Para las ocho, el gruñido de mi estómago me dice que tengo hambre, el dolor difuso de la zona lumbar me dice que he estado demasiado tiempo sentado, y la vibración del busca me dice que alguien me llama.

Desengancho el clip del cinturón y miro el mensaje. «Emergencia. Ven a verme a la sala de cine. Nora.»

Al leer esas palabras, noto que la cara se me pone pálida. Sea lo que sea, no puede ser bueno. Salgo zumbando sin pensarlo.

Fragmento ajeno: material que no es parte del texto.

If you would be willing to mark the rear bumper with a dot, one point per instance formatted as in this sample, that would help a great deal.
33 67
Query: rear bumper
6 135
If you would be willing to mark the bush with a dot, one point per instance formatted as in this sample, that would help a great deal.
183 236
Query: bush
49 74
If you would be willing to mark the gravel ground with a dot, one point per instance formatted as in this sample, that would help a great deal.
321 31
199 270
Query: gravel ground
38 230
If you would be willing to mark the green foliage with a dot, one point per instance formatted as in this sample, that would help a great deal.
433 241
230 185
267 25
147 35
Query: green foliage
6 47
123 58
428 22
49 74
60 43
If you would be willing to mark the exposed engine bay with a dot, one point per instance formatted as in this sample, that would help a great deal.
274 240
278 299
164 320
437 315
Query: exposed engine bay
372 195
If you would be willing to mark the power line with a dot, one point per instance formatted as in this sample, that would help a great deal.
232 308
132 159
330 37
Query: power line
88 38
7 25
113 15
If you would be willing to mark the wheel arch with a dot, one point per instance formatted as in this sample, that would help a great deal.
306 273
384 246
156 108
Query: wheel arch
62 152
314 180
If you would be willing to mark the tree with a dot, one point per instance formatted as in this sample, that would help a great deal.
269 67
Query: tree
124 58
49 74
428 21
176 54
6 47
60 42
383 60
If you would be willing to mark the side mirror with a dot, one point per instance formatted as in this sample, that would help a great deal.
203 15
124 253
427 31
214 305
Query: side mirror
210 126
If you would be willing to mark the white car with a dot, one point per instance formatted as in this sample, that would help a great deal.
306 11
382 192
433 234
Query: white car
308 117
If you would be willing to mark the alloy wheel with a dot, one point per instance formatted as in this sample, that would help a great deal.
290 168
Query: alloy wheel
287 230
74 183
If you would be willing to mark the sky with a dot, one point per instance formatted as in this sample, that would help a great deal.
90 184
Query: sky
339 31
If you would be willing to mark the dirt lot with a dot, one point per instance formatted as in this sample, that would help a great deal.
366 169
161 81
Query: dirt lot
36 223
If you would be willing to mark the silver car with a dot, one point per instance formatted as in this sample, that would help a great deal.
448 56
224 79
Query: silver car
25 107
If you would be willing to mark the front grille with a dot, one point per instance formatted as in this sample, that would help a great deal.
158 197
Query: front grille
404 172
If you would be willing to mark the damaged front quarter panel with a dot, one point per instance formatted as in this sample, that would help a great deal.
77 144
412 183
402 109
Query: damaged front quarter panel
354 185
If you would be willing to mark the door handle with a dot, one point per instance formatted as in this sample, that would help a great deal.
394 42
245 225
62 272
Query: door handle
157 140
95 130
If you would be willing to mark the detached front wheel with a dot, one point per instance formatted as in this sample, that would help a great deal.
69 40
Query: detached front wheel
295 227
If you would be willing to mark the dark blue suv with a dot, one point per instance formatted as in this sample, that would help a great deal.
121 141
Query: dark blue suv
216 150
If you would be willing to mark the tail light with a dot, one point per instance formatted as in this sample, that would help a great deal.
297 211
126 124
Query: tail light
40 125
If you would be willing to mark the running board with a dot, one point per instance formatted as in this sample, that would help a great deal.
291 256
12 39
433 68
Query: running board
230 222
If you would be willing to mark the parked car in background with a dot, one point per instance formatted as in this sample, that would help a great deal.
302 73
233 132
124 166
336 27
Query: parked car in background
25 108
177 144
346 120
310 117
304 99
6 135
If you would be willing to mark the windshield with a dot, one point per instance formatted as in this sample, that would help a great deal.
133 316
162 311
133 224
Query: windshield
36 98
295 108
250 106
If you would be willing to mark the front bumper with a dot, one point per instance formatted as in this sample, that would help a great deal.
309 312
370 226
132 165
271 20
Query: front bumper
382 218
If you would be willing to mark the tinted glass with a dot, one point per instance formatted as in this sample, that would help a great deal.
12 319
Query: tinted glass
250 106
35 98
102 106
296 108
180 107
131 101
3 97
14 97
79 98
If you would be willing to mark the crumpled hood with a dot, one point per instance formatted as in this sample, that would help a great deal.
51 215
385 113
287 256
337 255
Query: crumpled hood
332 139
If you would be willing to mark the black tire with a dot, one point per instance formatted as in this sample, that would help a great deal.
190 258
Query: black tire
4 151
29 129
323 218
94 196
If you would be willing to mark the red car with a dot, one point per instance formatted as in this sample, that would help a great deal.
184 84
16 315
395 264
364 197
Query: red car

A los tres minutos, corro como un loco por el pasillo de la planta baja de la mansión. Al final de ese corredor, atravieso unas últimas puertas, atajo a través de la pequeña zona de venta de libros para los turistas de la Casa Blanca, y veo el busto de gran tamaño de Abraham Lincoln. Durante el día, este vestíbulo suele estar lleno de grupos de turistas que contemplan los diagramas arquitectónicos y las famosas fotos de la Casa Blanca que se alinean en la pared de la izquierda. La mayoría de los visitantes e invitados creen que son bastante interesantes. Me pregunto cómo reaccionarían si supieran que al otro lado de esa pared está el cine privado del Presidente.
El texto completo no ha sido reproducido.